In 2000, with the new millennium just a few months old, world leaders gathered at the United Nations to discuss how to tackle poverty. That broad challenge was converted into eight Millennium Development Goals to be achieved by 2015. We’re at the end of that period now and a UN summit in New York on 25 September will agree new Sustainable Development Goals. In the run-up to the summit, the World Economic Forum is looking at how the world has changed over the past quarter of a century through the prism of the original development goals, the first of which was to eradicate extreme poverty and hunger.
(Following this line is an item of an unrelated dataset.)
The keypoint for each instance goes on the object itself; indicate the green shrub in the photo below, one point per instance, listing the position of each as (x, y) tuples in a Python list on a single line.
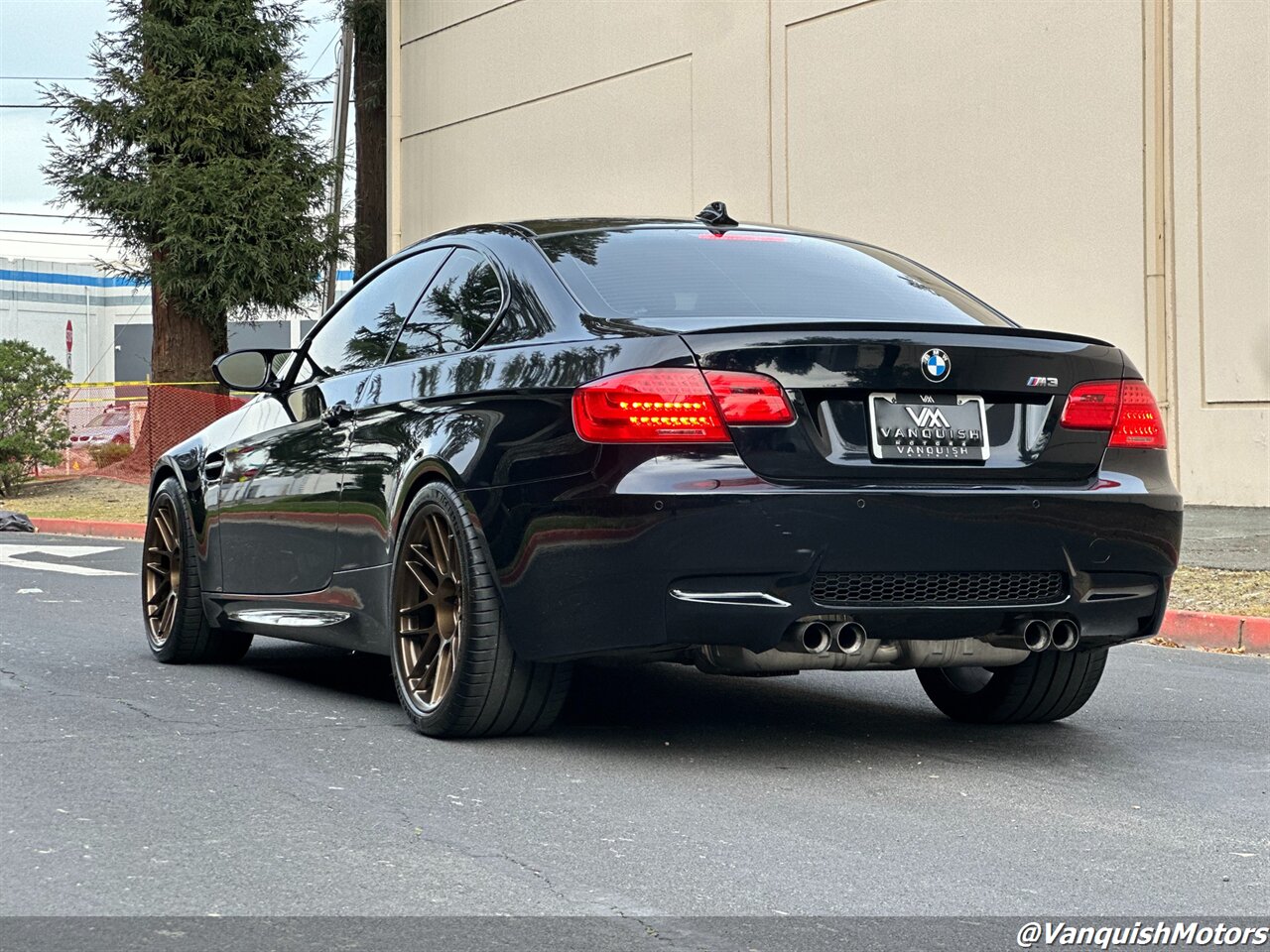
[(32, 416)]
Turn the clocks back to 1990 and nearly half the population in the developing world was living on less than $1.25 a day – the UN’s definition of the poverty line. That proportion is now down to 14% – not quite eradication but a fall that has nevertheless taken more than a billion people out of extreme poverty.
Data from the Millennium Development Goals Report 2015 shows that the number of people living in extreme poverty has been cut from 1.9 billion to 836 million, with most of that reduction coming after the year 2000.
All regions have seen reductions in poverty, but there have been particularly sharp falls in China and India while sub-Saharan Africa has lagged.
When it comes to hunger, the proportion of undernourished people in the developing regions has fallen in line with the extreme poverty figures – down from 23.3% in 1990–1992 to 12.9% in 2014–2016.